The museum will occupy the historic market buildings, energising the area and creating exemplary galleries and support spaces to show and interpret a diverse and growing collection, speaking to new and established audiences.

The brief will incorporate the project objectives.

The emerging brief for the project is framed by the site’s long and complex planning history, with passionate debate over its future reuse and regeneration continuing to the present day. The successful architect will need an approach which sensitively balances this history with the requirements of the brief.

The site of circa 25,000m2 is made up of a number of separate buildings. One of the challenges is to tie these buildings together, optimising the opportunities for flexible contemporary space whilst being conscious of the much-loved heritage value and context of the former market.

The brief will address the following functional areas:

Administration and Back-of-House: efficient and flexible support space for staff, volunteers and visitors, including safe and secure delivery.
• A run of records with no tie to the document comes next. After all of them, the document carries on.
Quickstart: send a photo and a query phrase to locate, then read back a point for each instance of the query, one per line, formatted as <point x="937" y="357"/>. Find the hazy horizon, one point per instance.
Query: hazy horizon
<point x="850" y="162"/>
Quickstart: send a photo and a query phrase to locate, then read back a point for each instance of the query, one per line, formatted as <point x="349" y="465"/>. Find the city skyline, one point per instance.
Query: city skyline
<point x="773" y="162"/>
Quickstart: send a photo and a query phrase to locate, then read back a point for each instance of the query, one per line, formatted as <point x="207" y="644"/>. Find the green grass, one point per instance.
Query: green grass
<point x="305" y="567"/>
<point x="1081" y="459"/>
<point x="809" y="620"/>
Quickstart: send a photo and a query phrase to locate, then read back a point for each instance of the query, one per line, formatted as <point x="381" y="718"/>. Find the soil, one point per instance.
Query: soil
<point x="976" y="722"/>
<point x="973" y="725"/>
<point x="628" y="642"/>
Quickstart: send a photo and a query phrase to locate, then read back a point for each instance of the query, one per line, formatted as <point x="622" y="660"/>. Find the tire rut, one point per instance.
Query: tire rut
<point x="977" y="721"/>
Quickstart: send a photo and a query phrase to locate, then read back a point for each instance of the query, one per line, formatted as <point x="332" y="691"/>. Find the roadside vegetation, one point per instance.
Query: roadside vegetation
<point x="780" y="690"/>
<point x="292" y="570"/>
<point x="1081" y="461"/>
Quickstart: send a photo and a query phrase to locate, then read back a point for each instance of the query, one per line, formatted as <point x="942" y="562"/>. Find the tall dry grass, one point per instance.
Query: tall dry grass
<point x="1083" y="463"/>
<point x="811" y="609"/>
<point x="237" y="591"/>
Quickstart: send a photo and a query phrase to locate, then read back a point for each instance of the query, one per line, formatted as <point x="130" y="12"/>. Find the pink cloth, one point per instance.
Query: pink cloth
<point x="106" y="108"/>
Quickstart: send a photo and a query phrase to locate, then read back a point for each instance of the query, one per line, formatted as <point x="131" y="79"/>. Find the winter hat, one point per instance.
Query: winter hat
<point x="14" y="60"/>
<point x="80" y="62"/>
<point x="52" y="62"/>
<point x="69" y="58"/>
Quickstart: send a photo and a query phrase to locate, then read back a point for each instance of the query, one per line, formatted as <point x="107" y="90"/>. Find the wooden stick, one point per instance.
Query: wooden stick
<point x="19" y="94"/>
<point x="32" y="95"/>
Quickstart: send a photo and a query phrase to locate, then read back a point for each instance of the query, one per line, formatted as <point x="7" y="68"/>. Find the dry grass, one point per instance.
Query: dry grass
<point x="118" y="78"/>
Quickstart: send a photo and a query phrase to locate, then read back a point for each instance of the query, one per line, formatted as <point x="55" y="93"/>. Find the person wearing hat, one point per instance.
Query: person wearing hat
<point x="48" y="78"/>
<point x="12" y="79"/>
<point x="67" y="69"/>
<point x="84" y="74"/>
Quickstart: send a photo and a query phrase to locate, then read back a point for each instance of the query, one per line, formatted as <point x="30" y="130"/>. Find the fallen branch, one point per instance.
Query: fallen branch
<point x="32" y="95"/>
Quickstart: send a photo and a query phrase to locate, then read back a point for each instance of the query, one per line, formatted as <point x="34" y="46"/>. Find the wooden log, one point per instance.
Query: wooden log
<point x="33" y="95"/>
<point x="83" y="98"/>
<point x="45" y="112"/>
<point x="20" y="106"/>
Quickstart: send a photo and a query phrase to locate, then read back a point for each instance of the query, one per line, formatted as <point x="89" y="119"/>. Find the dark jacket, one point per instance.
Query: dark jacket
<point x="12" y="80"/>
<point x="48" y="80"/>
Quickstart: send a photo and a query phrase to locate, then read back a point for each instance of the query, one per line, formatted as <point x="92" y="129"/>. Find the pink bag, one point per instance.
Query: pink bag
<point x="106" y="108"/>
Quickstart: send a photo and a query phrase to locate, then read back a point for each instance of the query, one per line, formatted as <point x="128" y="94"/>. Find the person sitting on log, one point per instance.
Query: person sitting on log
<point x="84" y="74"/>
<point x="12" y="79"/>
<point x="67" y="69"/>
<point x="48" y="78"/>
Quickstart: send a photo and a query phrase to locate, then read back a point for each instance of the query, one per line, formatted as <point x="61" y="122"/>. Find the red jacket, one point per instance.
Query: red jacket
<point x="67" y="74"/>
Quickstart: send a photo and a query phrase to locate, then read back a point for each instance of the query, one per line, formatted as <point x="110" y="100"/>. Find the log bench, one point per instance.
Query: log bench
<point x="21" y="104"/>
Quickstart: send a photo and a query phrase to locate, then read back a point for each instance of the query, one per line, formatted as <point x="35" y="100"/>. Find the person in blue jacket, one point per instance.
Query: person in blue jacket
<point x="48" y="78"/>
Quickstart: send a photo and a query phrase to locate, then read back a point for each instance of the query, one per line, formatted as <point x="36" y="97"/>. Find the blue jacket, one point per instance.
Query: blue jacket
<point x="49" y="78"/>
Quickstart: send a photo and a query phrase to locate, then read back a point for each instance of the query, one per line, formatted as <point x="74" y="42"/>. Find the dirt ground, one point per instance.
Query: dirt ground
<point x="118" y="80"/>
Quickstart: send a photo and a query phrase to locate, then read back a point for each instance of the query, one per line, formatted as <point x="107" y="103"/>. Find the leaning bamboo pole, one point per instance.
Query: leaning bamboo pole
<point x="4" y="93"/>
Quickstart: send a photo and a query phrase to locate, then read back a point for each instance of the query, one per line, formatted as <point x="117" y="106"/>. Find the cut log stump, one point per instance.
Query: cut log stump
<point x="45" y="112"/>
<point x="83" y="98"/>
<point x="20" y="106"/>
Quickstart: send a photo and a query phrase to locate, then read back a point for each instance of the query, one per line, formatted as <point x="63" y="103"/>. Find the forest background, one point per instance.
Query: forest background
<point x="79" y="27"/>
Centre for Research: collections and laboratory space, ideally contiguous with collections storage and conservation, with extensive public interpretation and access, to offer a unique insight into the museum’s extensive collection of archaeological remains.

Collections Storage: a highly efficient, secure and safe collections facility offering public access to the collections through the Centre for Research.

Commercial: retail, catering and other functions to help the museum become more financially sustainable.

Front-of-House: to create an appealing entrance, which is welcoming and conveys the sense that the museum is open to all; a ‘taster’ for the treasures within the museum as well as dealing with all of the functions around entry, reception and ticketing.

Galleries: organised and designed to promote an architectural promenade that plays off the unique space of the market buildings. The museum should include flexible, contemporary and well-proportioned exhibition and interpretation spaces.

Public Realm: to link the separate buildings, energise and interpret the surrounding streets to serve 2.25 million visitors a year, and embrace the opportunities offered by Crossrail and new commercial developments.

Theatre and Public Engagement Spaces: adaptable and easy to use learning and presentation spaces, including a theatre seating 240 plus accompanying break out spaces and supporting facilities.

The construction budget will be in the range of £130 million to £150 million. The first stage of the competition, which sought Expressions of Interest from architects who can deliver a challenging and sensitive project to deadline and within cost constraints, has now concluded.